Algorithms are ubiquitous today, yet often misunderstood. The word algorithm is often used to refer an opaque computational system that can sometimes lead to questionable results. For instance, Donald Trump’s victory in the U.S. presidential election is partially attributed to two “algorithmic” failures: First, Facebook’s emerging as an influential news provider and its algorithm’s failure to filter out “fake news”. Second, the failure of most election forecast institutions to predict the result of the U.S. election even when using state-of-the-art algorithms performing aggregation, big-data analysis and forecasting. These failures are deemed so detrimental by some scholars that they advocate that algorithms to be regulated by the U.S. Food and Drug Administration.

However, algorithms should not take all the blame. These failures revolve around what is only a subfamily: big-data analytics algorithms. In addition, the failures in these algorithms often arise not from an error in the code or a misconception in the process, but from the poor statistical treatment of the data.

Data in, results out

An algorithm is nothing more than a method for calculating a function via a sequence of actions. Like a cooking recipe, which has the end function of producing a meal by through the systematic preparation of ingredients. A perfectly good recipe will completely fail if the grocer (the data provider) delivers oranges instead of tomatoes, because he or she thinks this does not make a big difference. Therefore, the question is to what extent data can be blamed for the recent “algorithmic” failures.

When an algorithm’s end result is evaluated, the data that was used should be critically evaluated. The only aspect of the algorithm that can be evaluated objectively without considering the data is its speed. Speed of an algorithm depends on the computational complexity theory, dealing with the minimum time it takes to tackle a particular problem for a certain amount of input data. One example of computational complexity is the traveling salesman problem. This problem deals with the calculation of the shortest route to visit each of the n number of cities once, and return to the starting city.

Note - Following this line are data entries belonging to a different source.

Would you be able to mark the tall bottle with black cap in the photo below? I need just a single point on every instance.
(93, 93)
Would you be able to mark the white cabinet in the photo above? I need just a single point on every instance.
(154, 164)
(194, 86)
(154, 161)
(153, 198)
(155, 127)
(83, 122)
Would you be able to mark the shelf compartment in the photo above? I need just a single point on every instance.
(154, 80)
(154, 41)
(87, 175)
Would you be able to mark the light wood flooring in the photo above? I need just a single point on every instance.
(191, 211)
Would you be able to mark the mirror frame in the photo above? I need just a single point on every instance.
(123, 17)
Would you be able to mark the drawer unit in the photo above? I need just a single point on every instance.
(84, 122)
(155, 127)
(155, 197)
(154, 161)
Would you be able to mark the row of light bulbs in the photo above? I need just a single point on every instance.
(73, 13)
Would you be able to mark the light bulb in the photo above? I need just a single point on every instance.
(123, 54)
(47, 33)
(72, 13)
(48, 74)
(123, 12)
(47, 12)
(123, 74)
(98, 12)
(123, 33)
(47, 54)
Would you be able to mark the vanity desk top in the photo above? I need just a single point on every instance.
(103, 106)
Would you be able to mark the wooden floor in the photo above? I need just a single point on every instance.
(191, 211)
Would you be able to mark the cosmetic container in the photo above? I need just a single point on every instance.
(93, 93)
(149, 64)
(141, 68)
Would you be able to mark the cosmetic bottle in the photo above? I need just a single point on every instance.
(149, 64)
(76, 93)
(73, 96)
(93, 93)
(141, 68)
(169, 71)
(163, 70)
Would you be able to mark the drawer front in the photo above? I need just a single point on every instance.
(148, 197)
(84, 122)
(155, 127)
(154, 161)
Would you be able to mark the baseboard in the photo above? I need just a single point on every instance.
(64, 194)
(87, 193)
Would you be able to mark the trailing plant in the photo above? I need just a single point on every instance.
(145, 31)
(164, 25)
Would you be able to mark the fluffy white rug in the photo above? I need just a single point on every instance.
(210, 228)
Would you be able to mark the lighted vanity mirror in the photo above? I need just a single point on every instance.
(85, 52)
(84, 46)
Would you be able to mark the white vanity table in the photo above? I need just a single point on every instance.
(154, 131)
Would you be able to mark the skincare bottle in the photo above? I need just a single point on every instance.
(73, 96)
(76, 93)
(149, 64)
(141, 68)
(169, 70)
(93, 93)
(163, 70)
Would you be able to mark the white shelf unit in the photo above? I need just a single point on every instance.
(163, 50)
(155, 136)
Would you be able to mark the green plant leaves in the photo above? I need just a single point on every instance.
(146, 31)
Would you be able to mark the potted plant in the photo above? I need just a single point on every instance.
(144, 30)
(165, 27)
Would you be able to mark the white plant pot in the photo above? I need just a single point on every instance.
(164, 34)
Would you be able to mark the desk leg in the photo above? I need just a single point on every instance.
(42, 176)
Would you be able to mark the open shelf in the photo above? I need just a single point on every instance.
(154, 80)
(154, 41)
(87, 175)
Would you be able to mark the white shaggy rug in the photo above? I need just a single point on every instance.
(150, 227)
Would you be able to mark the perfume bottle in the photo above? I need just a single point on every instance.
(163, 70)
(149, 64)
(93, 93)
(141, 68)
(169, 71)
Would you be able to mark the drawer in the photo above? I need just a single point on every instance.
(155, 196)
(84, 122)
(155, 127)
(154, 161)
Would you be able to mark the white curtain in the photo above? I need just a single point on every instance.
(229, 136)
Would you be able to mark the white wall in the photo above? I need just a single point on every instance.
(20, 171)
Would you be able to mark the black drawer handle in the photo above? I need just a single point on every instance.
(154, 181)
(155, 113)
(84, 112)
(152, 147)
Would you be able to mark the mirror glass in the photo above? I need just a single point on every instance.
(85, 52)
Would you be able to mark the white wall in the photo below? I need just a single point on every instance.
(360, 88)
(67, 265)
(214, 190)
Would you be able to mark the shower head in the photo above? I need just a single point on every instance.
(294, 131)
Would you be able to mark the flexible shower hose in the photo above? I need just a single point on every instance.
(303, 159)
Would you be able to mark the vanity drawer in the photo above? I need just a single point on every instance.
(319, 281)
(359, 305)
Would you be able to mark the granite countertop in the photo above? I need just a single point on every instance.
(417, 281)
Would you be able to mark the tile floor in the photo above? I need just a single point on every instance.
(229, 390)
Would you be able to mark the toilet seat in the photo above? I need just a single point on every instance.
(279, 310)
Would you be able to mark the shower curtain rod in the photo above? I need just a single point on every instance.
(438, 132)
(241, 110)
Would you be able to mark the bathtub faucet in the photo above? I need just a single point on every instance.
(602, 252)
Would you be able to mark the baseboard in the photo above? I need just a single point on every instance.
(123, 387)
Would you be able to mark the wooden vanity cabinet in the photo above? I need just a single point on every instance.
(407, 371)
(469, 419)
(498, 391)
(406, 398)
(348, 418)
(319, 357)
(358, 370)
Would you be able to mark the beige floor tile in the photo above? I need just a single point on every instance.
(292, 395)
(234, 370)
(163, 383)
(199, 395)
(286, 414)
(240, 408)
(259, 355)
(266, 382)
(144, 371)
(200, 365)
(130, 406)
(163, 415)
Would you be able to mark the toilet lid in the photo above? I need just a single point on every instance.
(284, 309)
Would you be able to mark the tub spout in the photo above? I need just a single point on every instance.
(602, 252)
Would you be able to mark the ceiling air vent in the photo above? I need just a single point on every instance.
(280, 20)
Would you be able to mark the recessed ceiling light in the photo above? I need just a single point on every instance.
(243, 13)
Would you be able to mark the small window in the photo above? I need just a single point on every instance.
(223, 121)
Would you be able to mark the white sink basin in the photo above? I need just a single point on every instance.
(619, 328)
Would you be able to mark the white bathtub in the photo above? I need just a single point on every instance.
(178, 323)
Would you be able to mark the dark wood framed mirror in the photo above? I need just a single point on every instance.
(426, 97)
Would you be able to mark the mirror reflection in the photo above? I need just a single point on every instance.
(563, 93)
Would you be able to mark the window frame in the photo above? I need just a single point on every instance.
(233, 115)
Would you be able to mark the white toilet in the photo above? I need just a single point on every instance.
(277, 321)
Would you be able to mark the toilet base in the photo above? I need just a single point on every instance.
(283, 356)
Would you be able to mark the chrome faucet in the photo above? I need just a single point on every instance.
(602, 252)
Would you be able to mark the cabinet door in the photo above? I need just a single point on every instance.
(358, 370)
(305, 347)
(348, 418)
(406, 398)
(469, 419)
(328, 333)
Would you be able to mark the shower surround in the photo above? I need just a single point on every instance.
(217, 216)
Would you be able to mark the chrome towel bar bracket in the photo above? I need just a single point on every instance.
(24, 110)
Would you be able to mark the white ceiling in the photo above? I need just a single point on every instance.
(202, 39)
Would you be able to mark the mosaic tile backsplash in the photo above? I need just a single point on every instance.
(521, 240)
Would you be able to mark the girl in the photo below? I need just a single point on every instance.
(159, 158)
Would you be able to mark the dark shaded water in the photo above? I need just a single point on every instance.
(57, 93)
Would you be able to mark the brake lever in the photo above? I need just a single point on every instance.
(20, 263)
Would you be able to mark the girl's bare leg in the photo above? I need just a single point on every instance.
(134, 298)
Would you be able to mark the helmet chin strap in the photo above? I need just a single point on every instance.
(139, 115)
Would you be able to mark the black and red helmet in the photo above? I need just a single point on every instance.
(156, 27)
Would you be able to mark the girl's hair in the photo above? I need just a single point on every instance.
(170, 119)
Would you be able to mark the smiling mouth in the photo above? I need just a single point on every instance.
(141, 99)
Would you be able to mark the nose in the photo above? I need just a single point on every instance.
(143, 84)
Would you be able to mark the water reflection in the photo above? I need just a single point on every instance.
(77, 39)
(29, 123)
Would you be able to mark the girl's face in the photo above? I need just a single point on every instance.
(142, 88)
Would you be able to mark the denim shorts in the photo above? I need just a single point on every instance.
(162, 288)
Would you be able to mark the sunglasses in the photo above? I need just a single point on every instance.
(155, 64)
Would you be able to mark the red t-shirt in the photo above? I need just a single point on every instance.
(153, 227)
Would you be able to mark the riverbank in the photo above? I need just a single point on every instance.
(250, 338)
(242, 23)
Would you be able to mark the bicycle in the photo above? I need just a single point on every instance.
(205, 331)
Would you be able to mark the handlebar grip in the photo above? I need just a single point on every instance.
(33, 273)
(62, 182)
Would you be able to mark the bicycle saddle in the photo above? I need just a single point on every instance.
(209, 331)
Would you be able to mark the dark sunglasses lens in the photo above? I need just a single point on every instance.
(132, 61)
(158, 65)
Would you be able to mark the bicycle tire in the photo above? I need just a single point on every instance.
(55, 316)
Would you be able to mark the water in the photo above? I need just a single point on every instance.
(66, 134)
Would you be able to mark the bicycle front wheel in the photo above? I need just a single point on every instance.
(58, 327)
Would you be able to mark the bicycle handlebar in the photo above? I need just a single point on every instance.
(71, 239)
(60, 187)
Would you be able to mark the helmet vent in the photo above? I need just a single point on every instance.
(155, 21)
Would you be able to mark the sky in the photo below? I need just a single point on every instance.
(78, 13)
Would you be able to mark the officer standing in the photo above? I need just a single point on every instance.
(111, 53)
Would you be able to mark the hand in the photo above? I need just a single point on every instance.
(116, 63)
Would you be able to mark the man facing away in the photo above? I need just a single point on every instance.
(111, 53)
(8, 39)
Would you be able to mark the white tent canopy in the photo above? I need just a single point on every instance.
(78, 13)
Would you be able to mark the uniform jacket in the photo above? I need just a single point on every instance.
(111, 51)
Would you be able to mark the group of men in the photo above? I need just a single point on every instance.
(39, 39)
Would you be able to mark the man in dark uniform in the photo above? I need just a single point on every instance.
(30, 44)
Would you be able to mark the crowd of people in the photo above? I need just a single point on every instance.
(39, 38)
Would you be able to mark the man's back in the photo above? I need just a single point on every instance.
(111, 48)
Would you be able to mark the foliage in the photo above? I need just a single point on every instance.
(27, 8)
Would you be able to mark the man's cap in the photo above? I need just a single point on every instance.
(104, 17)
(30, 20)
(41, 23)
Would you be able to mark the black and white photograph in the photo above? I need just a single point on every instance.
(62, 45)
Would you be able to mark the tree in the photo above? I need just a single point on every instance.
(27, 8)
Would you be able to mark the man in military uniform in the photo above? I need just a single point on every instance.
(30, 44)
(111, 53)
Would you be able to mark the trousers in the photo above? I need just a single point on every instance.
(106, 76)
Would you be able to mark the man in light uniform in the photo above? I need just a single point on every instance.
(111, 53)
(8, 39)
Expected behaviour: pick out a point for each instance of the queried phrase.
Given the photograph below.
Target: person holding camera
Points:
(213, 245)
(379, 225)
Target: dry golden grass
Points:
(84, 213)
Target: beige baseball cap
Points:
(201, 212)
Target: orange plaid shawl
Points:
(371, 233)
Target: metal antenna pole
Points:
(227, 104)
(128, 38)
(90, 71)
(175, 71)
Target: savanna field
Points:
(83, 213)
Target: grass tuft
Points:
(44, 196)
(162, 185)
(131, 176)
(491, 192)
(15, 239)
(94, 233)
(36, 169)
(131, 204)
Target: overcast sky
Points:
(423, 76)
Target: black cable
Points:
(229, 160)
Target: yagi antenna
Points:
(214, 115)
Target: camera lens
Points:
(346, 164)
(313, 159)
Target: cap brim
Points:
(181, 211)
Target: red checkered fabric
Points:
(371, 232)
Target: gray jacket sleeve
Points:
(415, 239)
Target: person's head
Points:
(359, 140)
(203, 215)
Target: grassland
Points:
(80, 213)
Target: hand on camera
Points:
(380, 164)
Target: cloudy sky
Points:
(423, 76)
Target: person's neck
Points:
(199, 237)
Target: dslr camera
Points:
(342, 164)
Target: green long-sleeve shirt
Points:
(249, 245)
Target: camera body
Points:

To calculate the shortest route the algorithm needs to try the permutations of all possible trajectories, implying a calculation time of n factorial. The speed of an algorithm can be optimised but nothing can be done if the given or collected data is biased, incomplete or unsorted.

However, algorithms are not all about failures. Algorithms are widely used in the life sciences. The advances in computer science, algorithmic theory and big data allow scientists to obtain results that were unthinkable in the 19th century.

The Fibonacci spiral. Jahobr/Wikimedia, CC BY

In demographics, algorithms have long been at the core of the analysis of populations. The first ones were simple, but sowed the idea that population growth could be modelled by time-step projection. Fibonacci, in Liber Abaci, developed an algorithm that projected over time a population of rabbits with two age classes: young and old, where at each time-step, young become old, and each old rabbit gives birth to one young rabbit. The result is the famous Fibonacci series. These algorithms were refined by other mathematicians such as Euler and put in matrix form in the 1940s by Leslie, paving the way to the elaboration of much more complex algorithms, integrating many characteristics of the studied population and allowing the environment to change. Algorithms are also used to generate accurate rates of survival, fertility, and migration from observed data. They can also allow us to study the current structure of a population, especially human population, with the advent of big data.

From biology to brain functions

In biology, algorithms are useful to understand biological structures such as protein complexes. Algorithms are also used to analyse a set of images and quantify spatiotemporal correlations between objects in the images. All microscopy and macroscopy techniques in biology involves acquiring images. Here, image-analysis algorithms play a major role in studying the functional organisation of life.

In neuroscience, algorithms play a vital role in studying the brain. Specially, machine learning algorithms that help in decoding and classifying brain activity. This allows scientists to study a group of neurons at the level of a system and test different hypotheses. Machine-learning algorithms are also instrumental to neuroprosthetics research, a subdomain in neuroscience, which involves connecting brain with a prosthetic limb. The algorithms facilitate the control of the prosthetic limb by decoding the brain activity of the user. This research is aimed in restoring movement autonomy in people with motor disabilities or impairment.

Algorithms have thus enabled progress in a wide range of scientific and technological fields. Their failure in predicting the outcome of the U.S. presidential elections was due to poor statistical treatment of the data, not the algorithms themselves.